Soon after India got independence, Urdu was replaced by Hindi in many states where it slowly shrank into a language written and read by only a handful of people. And while several poets and writers have tried their best to keep the language alive through their work, it seems like there is much more that needs to be done.
In a quest to bring Urdu back to the forefront, the Central Government is planning to rope in Bollywood actors such as Salman Khan, Katrina Kaif and Shah Rukh Khan to promote Urdu. The Ministry of Human Resource Development’s autonomous body National Council for Promotion of Urdu Language (NCPUL), which is facing some tough competition from private players like Rekhta, plans to make a video with these A-listers and show the same at their events.
This move, however, has been met with much criticism online. Many netizens have trolled the government for their decision to rope in actors for the promotion of the language. Many have also slammed the government for ignoring names such as Javed Akhtar, Gulzar, Shabana Azmi, Naseeruddin Shah, Prasoon Joshi and other celebrities who have done substantial amount of quality work in Urdu.

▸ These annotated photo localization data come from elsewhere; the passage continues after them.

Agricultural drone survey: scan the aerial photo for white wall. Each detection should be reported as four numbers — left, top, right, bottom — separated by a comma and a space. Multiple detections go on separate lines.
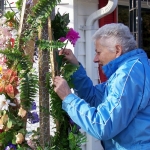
56, 0, 104, 150
56, 0, 75, 54
75, 1, 103, 149
56, 0, 100, 86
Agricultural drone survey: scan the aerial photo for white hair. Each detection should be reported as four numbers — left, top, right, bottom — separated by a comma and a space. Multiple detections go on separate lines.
92, 23, 137, 53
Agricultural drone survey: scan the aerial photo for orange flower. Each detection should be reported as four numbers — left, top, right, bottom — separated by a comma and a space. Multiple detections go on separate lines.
0, 69, 19, 98
0, 80, 5, 93
5, 84, 18, 98
0, 119, 4, 130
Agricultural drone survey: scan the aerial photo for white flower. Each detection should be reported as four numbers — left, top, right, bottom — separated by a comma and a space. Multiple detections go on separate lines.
0, 94, 16, 110
15, 93, 21, 104
0, 17, 7, 25
10, 29, 18, 39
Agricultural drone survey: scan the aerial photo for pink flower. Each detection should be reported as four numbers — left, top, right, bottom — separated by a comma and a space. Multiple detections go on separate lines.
0, 26, 12, 50
66, 28, 80, 46
27, 140, 36, 149
59, 28, 80, 47
0, 54, 7, 65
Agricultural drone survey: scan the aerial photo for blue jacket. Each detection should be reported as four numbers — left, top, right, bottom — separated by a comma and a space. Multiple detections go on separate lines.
62, 49, 150, 150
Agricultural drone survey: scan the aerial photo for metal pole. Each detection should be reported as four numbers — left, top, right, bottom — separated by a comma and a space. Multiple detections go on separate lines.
129, 0, 142, 48
137, 0, 141, 48
0, 0, 4, 17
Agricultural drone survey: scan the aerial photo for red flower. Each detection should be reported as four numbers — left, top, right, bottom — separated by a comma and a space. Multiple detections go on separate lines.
0, 129, 3, 133
10, 38, 15, 48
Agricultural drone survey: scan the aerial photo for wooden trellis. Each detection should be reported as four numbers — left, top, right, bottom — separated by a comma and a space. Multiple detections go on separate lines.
18, 0, 57, 147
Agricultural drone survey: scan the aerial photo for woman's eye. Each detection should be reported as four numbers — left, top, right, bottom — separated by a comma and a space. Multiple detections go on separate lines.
95, 51, 100, 55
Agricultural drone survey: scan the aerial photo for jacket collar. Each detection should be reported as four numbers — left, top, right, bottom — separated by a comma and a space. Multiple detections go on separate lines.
102, 49, 147, 79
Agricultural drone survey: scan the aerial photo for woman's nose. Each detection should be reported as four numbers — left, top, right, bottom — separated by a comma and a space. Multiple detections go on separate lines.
93, 55, 99, 63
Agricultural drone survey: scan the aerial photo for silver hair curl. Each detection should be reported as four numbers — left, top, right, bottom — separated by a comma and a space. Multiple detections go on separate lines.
92, 23, 137, 54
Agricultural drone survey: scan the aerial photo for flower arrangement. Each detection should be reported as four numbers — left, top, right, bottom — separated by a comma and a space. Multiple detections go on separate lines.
0, 1, 39, 149
0, 0, 86, 149
48, 11, 86, 150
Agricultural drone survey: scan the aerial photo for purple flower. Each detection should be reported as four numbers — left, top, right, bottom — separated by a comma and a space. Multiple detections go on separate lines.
59, 28, 80, 47
5, 143, 16, 150
69, 118, 75, 125
31, 101, 36, 110
26, 0, 33, 5
59, 37, 67, 42
28, 112, 39, 124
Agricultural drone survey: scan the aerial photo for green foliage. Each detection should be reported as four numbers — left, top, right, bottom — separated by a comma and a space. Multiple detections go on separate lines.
4, 9, 19, 29
0, 129, 14, 147
22, 0, 62, 43
51, 11, 70, 40
68, 128, 86, 150
37, 39, 66, 50
0, 48, 32, 72
15, 0, 23, 10
32, 0, 61, 20
0, 48, 39, 110
46, 54, 84, 150
20, 70, 39, 109
62, 63, 79, 88
4, 11, 15, 21
0, 110, 26, 149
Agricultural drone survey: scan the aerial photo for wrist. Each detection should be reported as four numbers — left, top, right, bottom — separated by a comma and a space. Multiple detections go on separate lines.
62, 92, 72, 101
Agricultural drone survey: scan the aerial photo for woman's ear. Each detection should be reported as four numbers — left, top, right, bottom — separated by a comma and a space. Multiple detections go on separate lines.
115, 45, 123, 58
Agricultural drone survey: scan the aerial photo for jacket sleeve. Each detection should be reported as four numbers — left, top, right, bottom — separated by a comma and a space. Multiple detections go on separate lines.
71, 64, 105, 107
62, 62, 145, 140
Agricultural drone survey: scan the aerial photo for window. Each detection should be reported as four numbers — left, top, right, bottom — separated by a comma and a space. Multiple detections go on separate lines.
118, 5, 150, 58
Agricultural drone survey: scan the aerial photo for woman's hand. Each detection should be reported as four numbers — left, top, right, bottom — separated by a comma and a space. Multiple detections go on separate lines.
53, 76, 72, 100
59, 49, 79, 66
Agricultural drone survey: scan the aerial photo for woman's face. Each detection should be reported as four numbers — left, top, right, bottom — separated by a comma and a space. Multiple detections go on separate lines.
93, 39, 119, 66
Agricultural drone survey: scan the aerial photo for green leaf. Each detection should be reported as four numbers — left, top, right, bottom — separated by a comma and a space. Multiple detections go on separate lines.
7, 120, 12, 128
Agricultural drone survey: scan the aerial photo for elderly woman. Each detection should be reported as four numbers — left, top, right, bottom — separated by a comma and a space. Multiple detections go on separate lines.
54, 23, 150, 150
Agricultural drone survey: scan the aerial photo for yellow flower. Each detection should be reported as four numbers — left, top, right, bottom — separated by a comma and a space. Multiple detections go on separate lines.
15, 133, 24, 144
0, 66, 2, 72
18, 107, 27, 118
1, 114, 8, 124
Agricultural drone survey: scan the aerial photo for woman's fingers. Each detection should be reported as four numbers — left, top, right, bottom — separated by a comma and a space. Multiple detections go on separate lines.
53, 76, 72, 100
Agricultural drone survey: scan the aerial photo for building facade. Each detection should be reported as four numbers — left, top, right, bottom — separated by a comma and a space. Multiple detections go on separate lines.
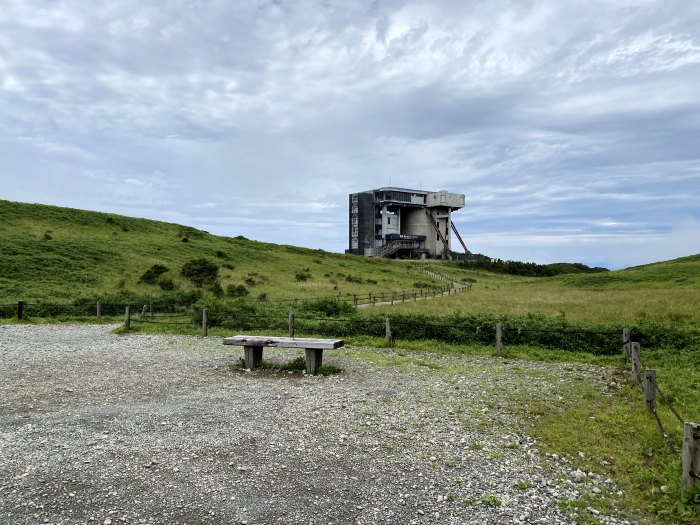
347, 187, 468, 258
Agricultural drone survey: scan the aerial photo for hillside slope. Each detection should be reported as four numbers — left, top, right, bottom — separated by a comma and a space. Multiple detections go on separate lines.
383, 255, 700, 325
0, 200, 439, 303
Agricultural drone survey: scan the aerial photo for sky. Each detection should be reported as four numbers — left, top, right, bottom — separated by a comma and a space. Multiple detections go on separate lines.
2, 0, 699, 270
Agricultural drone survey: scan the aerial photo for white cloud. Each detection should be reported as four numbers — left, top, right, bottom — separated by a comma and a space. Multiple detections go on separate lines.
0, 0, 698, 267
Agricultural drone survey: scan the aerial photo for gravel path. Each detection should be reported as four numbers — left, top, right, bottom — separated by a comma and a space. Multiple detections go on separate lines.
0, 324, 630, 525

While Salman, Katrina or SRK will no doubt garner more attention for the cause, many netizens have questioned the Urdu proficiency of these actors. Says Danish Hussain, an Urdu poet and storyteller, “Katrina and Salman are film stars, their priority is to make movies and money; where would they have the time to involve themselves in these activities? If they really want to reach out to a celebrity, then the ideal choice would have been Naseeruddin Shah, who at a very advanced stage of his life, learnt the language and performs literary pieces from Urdu literature. He has a genuine interest in Urdu.”However, the issue is not just about roping in A-listers to promote Urdu. Many people associate Urdu as a language of Muslims, which might be why NCPUL chose three leading Muslim actors from the Bollywood fraternity to represent their cause.
Professor Salma Ahmed Farooqui, Centre of Deccani studies at Maulana Azad National Urdu University feels that language should be kept away from the barriers of religion. “NCPUL must have thought of these names to get Urdu more eyeballs. While I wouldn’t undermine their decision or vision, one should not associate Urdu with only the Muslims. Urdu is an amalgamation of many Hindustani languages and is as much an Indian language as Hindi. In fact, there have been some brilliant Hindu scholars, including Gopi Chand Narang, Raghupati Sahay (better known under his pen name Firaq Gorakhpuri), and even Munshi Premchand, whose works have been in Urdu. The very thought that Urdu belongs to Muslims should be changed.”
Resonating the same thought, Dr Anand Raj Varma, who has authored many books such as Daastan-E-Hyderabad and Hyderabad: Gali Aur Kuchhe, says, “People may debate for and against the notion that Urdu belongs to Muslims, its origin and developments. In my opinion, every religion has to have some language, however a language has no religion. There have been many Hindus who have been Urdu scholars. And similarly, there have been Muslims who have done some exemplary work in Hindi. For example, poet Rahi Masoom Raza had done some brilliant work in Hindi. In fact, he wrote the script and dialogues for popular TV serial Mahabharat.”
Well-known historian from Hyderabad and managing trustee of the Deccan Heritage Trust, Md Safiullah says, “I would have chosen Javed Akhtar or Shabana Azmi for the campaign. However, the National Council for Promotion of Urdu Language will get more visibility, especially from the youth, if people like Salman Khan, Katrina Kaif or Shah Rukh Khan come on board for their programme.” Shedding light on how the language lost its sheen, he adds, “Up until September 1948, Urdu was the official language of Hyderabad state. However, soon after Hyderabad became a part of India, the official language was changed to English. This happened in many other states too. A lot of people who used to communicate in Urdu were suddenly at a loss, and they started choosing Hindi or other regional languages over Urdu.”